Ora invece il «Lahaina fire» ha mandato in fumo ulteriori 2170 acri di terreno, e danneggiato o distrutto 2719 edifici, di cui l’86% residenziali. Ci sono ancora alcuni focolai, che nella notte hanno costretto ad una ennesima evacuazione nell’area occidentale dell’isola, ma la situazione appare sotto controllo. La Fema, l’agenzia federale Usa per la protezione civile, comincia a fare i conti dei danni e stima che saranno necessari almeno 5,5 miliardi di dollari per la ricostruzione a Maui. Adesso però servono urgentemente cibo, acqua, farmaci, prodotti per la pulizia e l’igiene. E mentre si moltiplicano le iniziative di solidarietà, compresi i 100 milioni di dollari donati da Jeff Bezos e dalla fidanzata Lauren Sanchez, i residenti di Lahaina sono stati autorizzati per la prima volta a tornare nella loro cittadina. Quasi tutti hanno trovato la propria casa in cenere, struggendosi per aver perso tutto ma consolandosi spesso per aver rivisto sani e salvi amici e vicini. I pochi che hanno gridano al miracolo per l’abitazione intatta non la vogliono più lasciare temendo gli sciacalli, nonostante il rischio che sia insicura e con acqua contaminata. Le autorità hanno imposto un coprifuoco notturno per proteggere gli edifici.

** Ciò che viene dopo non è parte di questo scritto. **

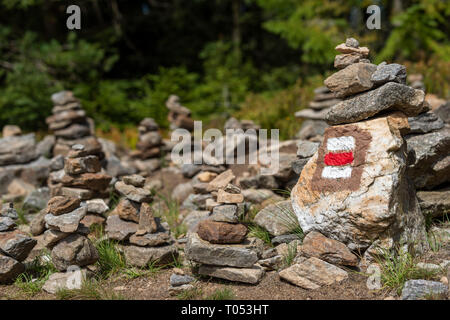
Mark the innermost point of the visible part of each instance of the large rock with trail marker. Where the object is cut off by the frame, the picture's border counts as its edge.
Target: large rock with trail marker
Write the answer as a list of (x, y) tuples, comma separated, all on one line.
[(355, 188)]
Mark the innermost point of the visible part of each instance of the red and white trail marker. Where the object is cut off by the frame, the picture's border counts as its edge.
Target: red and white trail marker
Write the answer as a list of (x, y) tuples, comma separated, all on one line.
[(339, 157)]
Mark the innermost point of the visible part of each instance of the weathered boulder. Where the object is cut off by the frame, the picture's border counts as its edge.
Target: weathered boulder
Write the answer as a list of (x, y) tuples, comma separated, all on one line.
[(243, 255), (390, 96), (277, 218), (9, 269), (421, 289), (143, 256), (67, 222), (428, 158), (424, 123), (353, 79), (354, 189), (16, 244), (329, 250), (245, 275), (119, 229), (73, 250), (221, 232), (434, 203), (313, 274)]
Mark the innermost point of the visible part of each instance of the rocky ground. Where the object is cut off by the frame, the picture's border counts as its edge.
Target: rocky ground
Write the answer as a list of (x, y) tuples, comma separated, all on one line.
[(358, 207)]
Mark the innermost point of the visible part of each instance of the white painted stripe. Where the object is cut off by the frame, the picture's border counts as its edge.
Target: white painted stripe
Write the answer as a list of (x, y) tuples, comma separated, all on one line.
[(332, 172), (346, 143)]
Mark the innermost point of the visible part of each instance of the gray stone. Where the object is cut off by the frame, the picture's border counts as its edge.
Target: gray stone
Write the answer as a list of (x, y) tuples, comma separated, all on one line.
[(313, 274), (298, 165), (245, 275), (133, 193), (67, 222), (352, 42), (9, 211), (16, 245), (351, 80), (285, 238), (9, 269), (257, 195), (306, 149), (18, 149), (428, 158), (277, 219), (225, 213), (177, 280), (62, 281), (310, 129), (193, 218), (420, 289), (443, 112), (135, 180), (36, 200), (312, 114), (96, 206), (243, 255), (74, 250), (390, 96), (143, 256), (434, 203), (118, 229), (6, 224), (389, 72), (182, 191), (424, 123)]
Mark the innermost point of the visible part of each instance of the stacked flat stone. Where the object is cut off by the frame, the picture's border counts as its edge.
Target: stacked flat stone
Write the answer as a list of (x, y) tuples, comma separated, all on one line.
[(314, 125), (148, 147), (143, 237), (70, 125), (220, 245), (82, 176), (15, 245), (22, 166), (355, 189), (66, 237)]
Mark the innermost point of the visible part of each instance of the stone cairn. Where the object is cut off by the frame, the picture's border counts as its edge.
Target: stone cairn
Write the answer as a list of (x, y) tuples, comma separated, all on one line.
[(66, 237), (343, 199), (144, 238), (81, 178), (179, 116), (219, 244), (15, 246), (148, 151), (313, 127), (70, 125), (22, 164)]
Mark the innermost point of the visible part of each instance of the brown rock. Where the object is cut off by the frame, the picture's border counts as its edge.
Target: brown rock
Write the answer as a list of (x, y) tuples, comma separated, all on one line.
[(89, 164), (206, 176), (91, 181), (221, 180), (225, 197), (59, 205), (353, 79), (221, 232), (128, 210), (332, 251), (147, 223)]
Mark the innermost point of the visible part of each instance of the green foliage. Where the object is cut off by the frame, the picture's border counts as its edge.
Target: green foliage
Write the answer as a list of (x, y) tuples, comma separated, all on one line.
[(222, 294), (260, 233)]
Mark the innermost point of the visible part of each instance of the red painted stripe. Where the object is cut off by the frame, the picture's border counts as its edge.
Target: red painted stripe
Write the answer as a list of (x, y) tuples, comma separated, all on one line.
[(338, 159)]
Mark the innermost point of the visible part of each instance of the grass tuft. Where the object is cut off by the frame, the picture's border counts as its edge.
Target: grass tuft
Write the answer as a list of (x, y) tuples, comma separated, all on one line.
[(222, 294)]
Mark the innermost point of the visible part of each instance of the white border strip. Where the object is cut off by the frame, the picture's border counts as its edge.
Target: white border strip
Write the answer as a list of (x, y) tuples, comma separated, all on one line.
[(332, 172), (345, 143)]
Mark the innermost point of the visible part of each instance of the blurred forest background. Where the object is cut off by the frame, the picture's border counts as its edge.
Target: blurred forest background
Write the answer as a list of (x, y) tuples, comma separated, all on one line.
[(254, 59)]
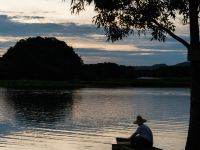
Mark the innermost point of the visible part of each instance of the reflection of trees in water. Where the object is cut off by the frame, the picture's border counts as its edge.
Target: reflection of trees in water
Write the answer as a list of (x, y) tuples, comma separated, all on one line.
[(40, 106)]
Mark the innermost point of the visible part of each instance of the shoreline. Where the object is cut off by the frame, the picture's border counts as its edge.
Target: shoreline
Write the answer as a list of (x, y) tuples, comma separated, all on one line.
[(162, 83)]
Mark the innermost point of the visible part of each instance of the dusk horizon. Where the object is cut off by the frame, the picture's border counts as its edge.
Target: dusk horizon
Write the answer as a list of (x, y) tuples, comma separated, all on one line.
[(78, 31)]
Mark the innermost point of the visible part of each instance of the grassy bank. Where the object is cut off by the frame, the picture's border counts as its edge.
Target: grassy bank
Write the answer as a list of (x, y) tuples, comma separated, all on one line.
[(163, 82)]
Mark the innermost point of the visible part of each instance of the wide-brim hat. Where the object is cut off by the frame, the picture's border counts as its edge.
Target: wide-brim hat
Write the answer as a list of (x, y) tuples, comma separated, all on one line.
[(139, 120)]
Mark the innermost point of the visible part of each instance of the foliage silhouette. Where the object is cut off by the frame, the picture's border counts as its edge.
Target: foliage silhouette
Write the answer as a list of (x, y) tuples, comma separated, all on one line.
[(41, 58), (121, 18)]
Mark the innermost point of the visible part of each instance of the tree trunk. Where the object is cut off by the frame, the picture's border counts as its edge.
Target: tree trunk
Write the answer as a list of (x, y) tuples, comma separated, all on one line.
[(193, 142)]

Le immagini dall’arcipelago, ancora battuto da forti venti che alimentano nuovi roghi nelle onnipresenti sterpaglie, sono spettrali: colonne di fumo e fiamme si alternano corpi carbonizzati sotto teli trasportati da soccorritori stravolti da stanchezza e dolore, carcasse di animali auto imbarcazioni, case e negozi devastati da fuoco e saccheggi, alberi e piante esotiche affumicati. Fognature e tubazioni sono esplosi in centri urbani e villaggi. Intanto sono oltre 15mila i turisti fuggiti da Maui, l’isola dell’arcipelago più colpita.